2. Parts of me are ashamed, and parts of me will yell it from the mountaintops: I am a Twilight fan. I don’t know if the word “fan” covers it. I was a member of the Twilight lexicon (an online discussion board of the book). When I finally had Breaking Dawn in my hands, I put off reading it for two days because I needed time to mourn the loss of my favorite series.
I was so engaged in Bella Swan’s world. Reading took me to a place of complete love, excitement, and suspense. I spent my free time discussing Bella’s future as a possible vampire and casting my vote for Team Jacob and Team Edward (Team Edward always). I took my passion for the book outside of the pages. I wanted to become engaged with others. I googled, argued, and discussed. Twilight pushed me from an intrinsic reader, to someone willing to share on a larger scale.
3. My freshman year, I had a teacher do something I hadn’t experienced since elementary school. She read The Hunger Games aloud to the class.
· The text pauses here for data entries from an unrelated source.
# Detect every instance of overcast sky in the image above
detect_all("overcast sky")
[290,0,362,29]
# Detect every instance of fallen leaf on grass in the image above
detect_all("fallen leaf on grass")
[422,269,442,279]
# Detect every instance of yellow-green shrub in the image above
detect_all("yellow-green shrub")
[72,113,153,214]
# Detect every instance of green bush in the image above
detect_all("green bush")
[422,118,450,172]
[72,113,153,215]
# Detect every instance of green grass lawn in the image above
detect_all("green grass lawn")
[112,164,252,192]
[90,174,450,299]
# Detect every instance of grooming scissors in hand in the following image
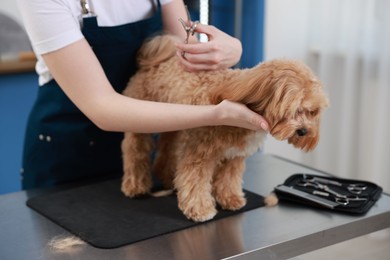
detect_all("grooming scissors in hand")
[179,5,199,58]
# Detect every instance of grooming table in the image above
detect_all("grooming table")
[0,155,390,259]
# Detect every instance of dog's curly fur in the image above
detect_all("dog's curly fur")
[122,35,328,221]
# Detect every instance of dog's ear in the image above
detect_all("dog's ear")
[211,60,310,125]
[137,35,177,69]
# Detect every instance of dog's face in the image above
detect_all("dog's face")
[263,60,328,151]
[212,59,328,151]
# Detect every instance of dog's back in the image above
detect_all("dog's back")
[124,35,231,105]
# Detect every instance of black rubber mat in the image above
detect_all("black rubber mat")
[27,179,264,249]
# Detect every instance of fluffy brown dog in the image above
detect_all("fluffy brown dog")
[122,36,328,221]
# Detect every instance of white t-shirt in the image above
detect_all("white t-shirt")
[18,0,172,86]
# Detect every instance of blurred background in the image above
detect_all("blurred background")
[0,0,390,194]
[0,0,390,259]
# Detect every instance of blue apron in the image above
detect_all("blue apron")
[21,1,162,189]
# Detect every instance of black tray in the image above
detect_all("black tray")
[275,173,382,214]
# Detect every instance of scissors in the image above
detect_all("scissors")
[179,5,199,58]
[312,190,367,206]
[297,180,367,202]
[303,175,367,195]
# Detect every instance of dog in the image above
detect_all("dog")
[121,35,328,222]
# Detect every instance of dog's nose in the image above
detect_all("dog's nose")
[296,128,307,136]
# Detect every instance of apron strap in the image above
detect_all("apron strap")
[80,0,95,17]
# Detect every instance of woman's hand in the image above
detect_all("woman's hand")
[176,24,242,71]
[215,100,269,131]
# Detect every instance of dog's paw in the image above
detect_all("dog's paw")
[182,207,217,222]
[217,195,246,211]
[121,178,152,198]
[264,193,279,207]
[179,199,217,222]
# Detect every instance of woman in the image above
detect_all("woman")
[19,0,267,189]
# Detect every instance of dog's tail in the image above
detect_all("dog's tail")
[137,35,177,69]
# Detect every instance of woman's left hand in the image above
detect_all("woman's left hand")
[176,24,242,71]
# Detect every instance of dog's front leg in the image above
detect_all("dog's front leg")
[122,133,153,197]
[213,157,246,210]
[174,159,217,222]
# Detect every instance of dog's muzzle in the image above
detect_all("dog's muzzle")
[296,128,307,136]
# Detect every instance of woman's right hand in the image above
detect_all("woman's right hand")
[215,100,269,131]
Every day, I would come into class ravenous for the next chapter or two. Her voice painted the story in front of my eyes. Katniss was on the train to the capital, she was cradling Peeta, the wolf mutts had just been released. I hung on every letter, word, and line.
When the chapter would come to a close, we would beg for her to keep going. On the best of days, she would cave in to our demands.
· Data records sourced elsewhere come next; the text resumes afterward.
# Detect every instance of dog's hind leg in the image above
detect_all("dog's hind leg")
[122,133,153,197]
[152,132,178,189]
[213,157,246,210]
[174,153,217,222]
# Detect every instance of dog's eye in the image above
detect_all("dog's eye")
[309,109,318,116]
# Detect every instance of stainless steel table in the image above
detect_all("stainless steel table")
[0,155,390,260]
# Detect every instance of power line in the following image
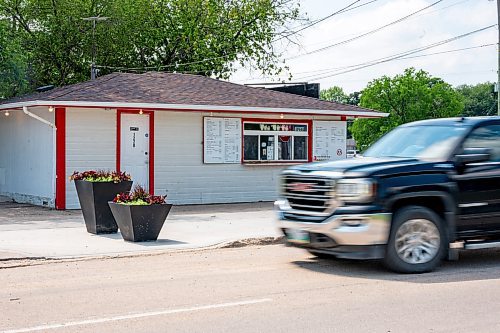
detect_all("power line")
[240,43,497,82]
[292,24,497,80]
[282,0,378,31]
[95,0,374,71]
[276,0,361,41]
[285,0,443,60]
[286,43,497,77]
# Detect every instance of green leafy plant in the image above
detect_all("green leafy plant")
[69,170,132,183]
[113,185,167,206]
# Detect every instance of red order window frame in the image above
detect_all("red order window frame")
[241,118,313,165]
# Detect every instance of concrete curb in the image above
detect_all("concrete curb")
[0,236,284,270]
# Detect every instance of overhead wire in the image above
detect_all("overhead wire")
[297,24,498,80]
[285,0,444,60]
[96,0,372,71]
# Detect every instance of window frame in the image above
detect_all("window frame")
[241,118,312,165]
[455,121,500,165]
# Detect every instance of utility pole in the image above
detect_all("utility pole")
[497,0,500,116]
[82,16,108,80]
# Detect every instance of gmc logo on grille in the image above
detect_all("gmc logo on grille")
[290,183,314,192]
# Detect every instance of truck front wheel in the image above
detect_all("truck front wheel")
[384,206,447,273]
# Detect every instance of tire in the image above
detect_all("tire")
[384,206,448,273]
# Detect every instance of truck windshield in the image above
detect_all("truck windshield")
[363,126,467,161]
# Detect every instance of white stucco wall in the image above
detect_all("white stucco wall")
[0,107,55,207]
[66,108,116,209]
[62,108,340,209]
[155,111,340,204]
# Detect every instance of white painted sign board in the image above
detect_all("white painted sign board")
[203,117,241,163]
[313,121,347,162]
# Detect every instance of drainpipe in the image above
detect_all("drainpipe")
[23,106,57,208]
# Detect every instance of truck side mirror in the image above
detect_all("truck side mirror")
[455,148,491,166]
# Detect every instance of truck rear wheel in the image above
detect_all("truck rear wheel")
[384,206,447,273]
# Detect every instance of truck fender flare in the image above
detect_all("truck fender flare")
[387,191,457,243]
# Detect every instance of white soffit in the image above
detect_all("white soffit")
[0,100,389,118]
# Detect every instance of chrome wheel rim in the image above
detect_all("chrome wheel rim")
[394,219,441,264]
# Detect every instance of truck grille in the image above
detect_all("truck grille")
[282,175,335,213]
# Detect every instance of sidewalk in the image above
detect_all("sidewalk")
[0,202,281,260]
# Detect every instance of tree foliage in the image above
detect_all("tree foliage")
[456,82,498,117]
[319,86,349,104]
[0,0,298,96]
[351,68,464,150]
[319,86,361,105]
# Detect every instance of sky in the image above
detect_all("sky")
[230,0,498,93]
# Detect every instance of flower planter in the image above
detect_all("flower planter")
[75,180,132,234]
[109,202,172,242]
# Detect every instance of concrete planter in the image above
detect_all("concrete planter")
[75,180,132,234]
[109,202,172,242]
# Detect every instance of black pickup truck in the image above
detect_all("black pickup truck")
[275,117,500,273]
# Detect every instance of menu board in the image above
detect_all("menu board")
[203,117,241,163]
[313,121,347,162]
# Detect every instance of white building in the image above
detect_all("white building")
[0,73,387,209]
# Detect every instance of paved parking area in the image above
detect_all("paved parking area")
[0,201,280,260]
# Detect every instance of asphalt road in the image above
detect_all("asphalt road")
[0,245,500,333]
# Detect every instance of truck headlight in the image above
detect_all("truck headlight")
[336,179,377,203]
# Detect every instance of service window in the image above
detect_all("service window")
[243,121,309,162]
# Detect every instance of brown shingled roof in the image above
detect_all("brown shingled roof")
[0,72,378,114]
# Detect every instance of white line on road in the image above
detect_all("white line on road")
[0,298,272,333]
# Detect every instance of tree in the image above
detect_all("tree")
[0,0,298,95]
[319,86,349,104]
[351,68,464,150]
[456,82,498,117]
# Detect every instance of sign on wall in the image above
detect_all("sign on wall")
[313,121,347,162]
[203,117,241,163]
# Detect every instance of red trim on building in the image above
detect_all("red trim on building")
[147,111,155,195]
[116,110,122,172]
[30,105,383,118]
[241,118,313,165]
[116,109,155,194]
[55,108,66,210]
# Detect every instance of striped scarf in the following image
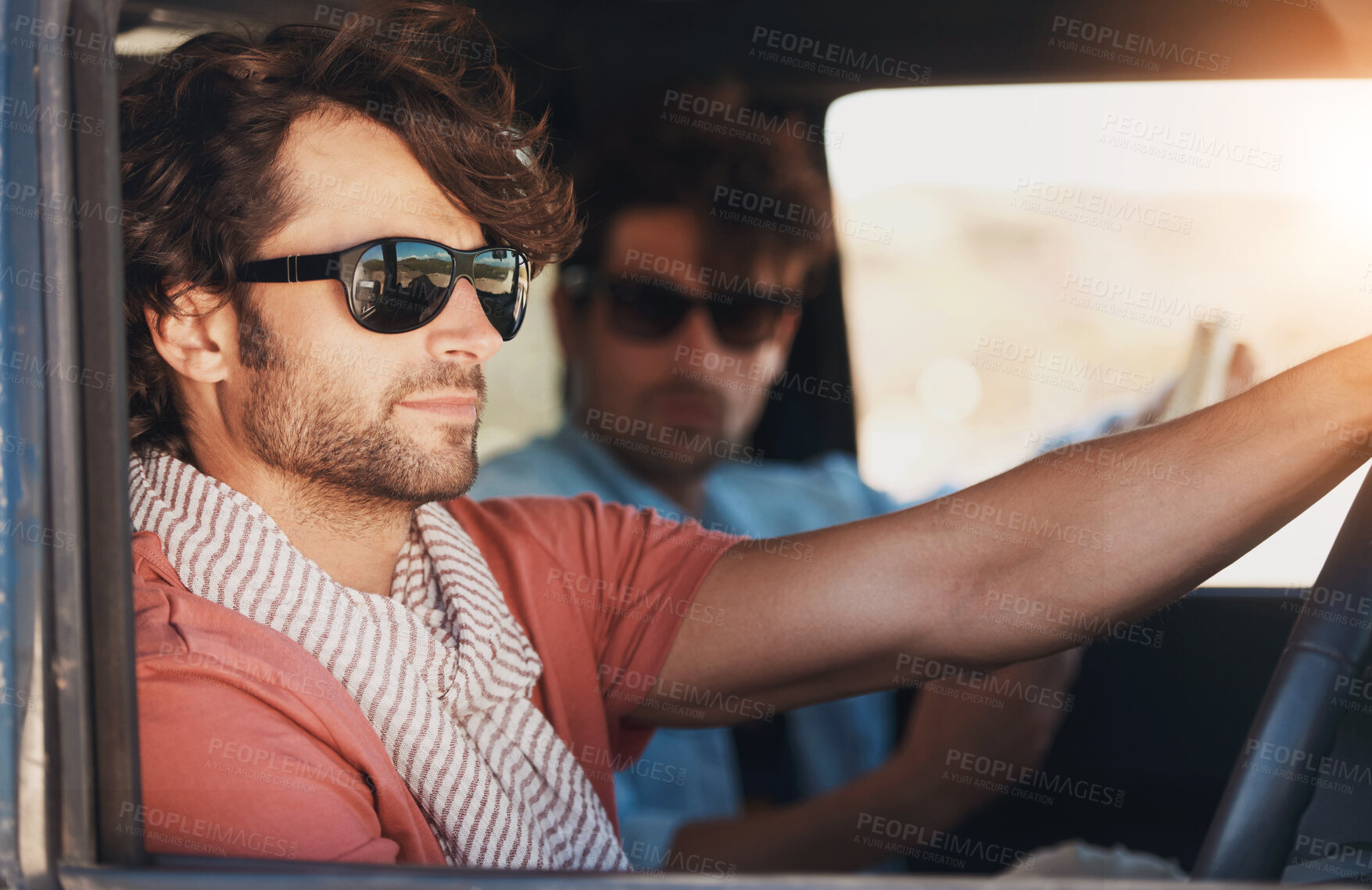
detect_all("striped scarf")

I woke up in the morning, practically bouncing at the idea that soon I would find out the fate of Katniss. I was so hungry for the book, and it was an incredible feeling. Not only did this kindle my passion for reading, but it also showed me the passion I can foster in my own students.
4. For reasons still completely unknown to me, I decided I needed to read Gone with the Wind. Okay, I guess I know the reasons. They just still shock me.
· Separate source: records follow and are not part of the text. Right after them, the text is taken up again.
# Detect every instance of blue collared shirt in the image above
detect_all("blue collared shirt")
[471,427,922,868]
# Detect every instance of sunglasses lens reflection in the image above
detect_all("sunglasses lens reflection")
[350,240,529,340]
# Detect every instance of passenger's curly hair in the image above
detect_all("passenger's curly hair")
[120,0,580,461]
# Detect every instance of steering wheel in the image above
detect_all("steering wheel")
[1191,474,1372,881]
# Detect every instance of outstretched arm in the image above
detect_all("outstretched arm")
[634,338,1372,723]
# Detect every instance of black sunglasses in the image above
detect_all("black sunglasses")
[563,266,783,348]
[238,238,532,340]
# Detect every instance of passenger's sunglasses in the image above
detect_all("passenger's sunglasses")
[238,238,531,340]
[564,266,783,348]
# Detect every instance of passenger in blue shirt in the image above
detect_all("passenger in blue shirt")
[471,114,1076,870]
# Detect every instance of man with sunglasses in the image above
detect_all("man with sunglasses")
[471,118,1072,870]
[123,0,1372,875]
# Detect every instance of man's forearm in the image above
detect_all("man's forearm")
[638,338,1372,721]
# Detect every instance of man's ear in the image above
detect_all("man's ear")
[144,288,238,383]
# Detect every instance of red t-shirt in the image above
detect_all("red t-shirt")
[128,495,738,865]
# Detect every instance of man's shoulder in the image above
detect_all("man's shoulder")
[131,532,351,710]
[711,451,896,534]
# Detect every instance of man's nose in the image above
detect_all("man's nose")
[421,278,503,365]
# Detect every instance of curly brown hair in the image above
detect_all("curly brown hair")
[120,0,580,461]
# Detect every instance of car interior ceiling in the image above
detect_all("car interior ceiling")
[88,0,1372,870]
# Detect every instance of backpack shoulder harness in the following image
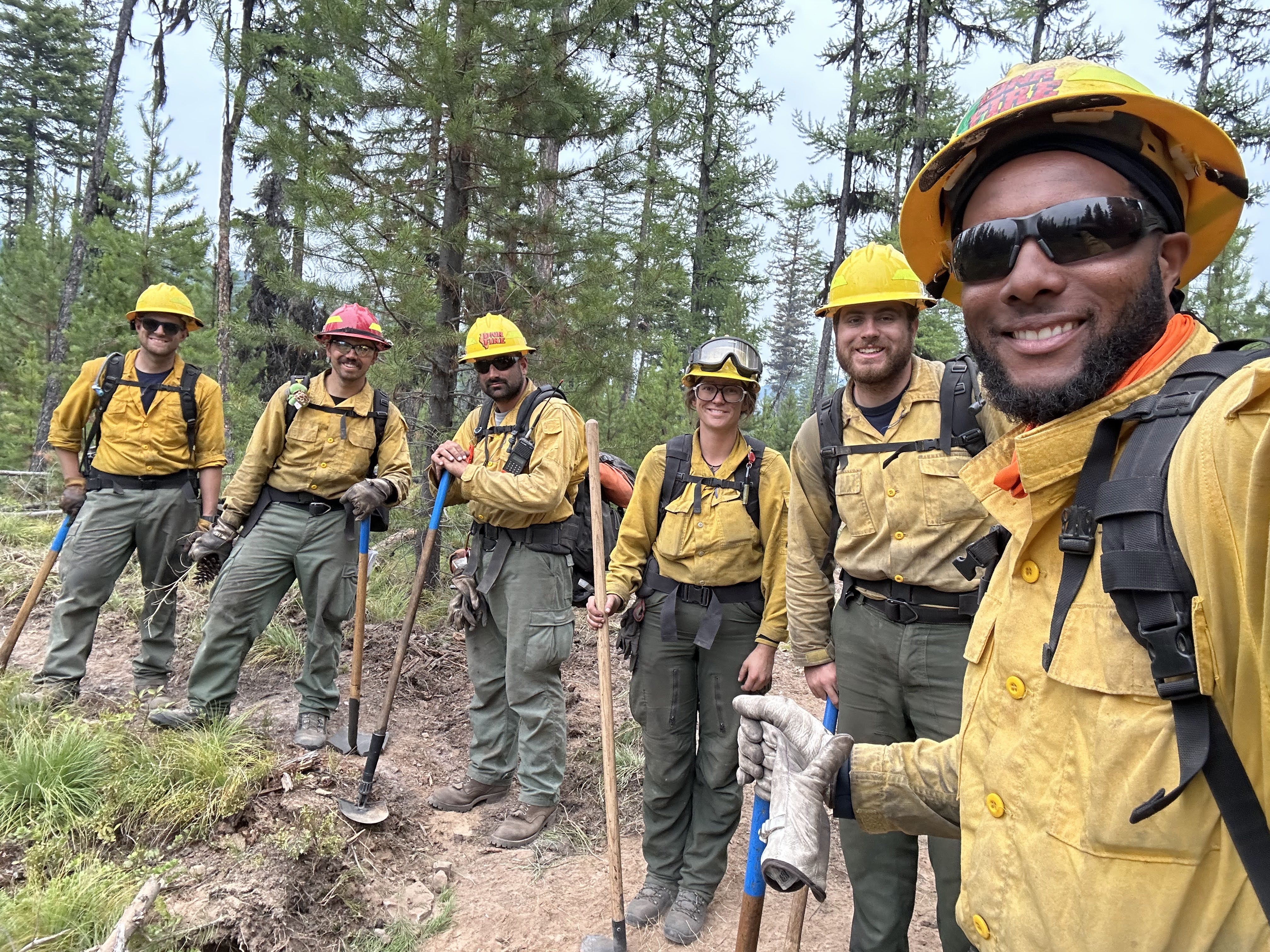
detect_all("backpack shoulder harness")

Gone with the Wind was one of the thickest books in the library. It was a classic. It was a thick classic. I needed to inhale it. I picked the book up, and I found that I could not in fact inhale the book.
The language was so far elevated above my head. I had a hard time reading through the difficult writing. Instead of pushing through the book in a day, it was a week. Then two weeks. I was determined to finish, and I did. Three weeks later. I was so incredibly proud of myself, and I tried to sell Gone with the Wind to absolutely anyone who would listen.
The read was long and arduous. I spent so much time and effort trying to step into the world of Scarlett O’Hara. I stretched myself to finish a book above my abilities, and it was one of the proudest reading moments of my teen life. It was a doorway to step into new reading adventures.
5. My phone rang, and I picked it up after the first ring. Abby.
I heard the sobs immediately. “Oh no! So you’ve finished it then?”
I had recommended, actually demanded, that she read To Be Sung Underwater. The book had so deeply moved me, and I needed desperately for someone else to share in that. I was terrified that she would hate it–and there was a lot in it that she could hate.
After the tears and the “I knows” subsided, we begin to investigate Willy’s intentions and Judy’s future. That moment sticks out to me as my fondest reading memory. I remember the terror that she might hate what I found to be beautiful, and then the relief as she reaffirmed my feelings.
For me, reading is the experience of choosing to fall in love. Sharing is hoping that others will see it too.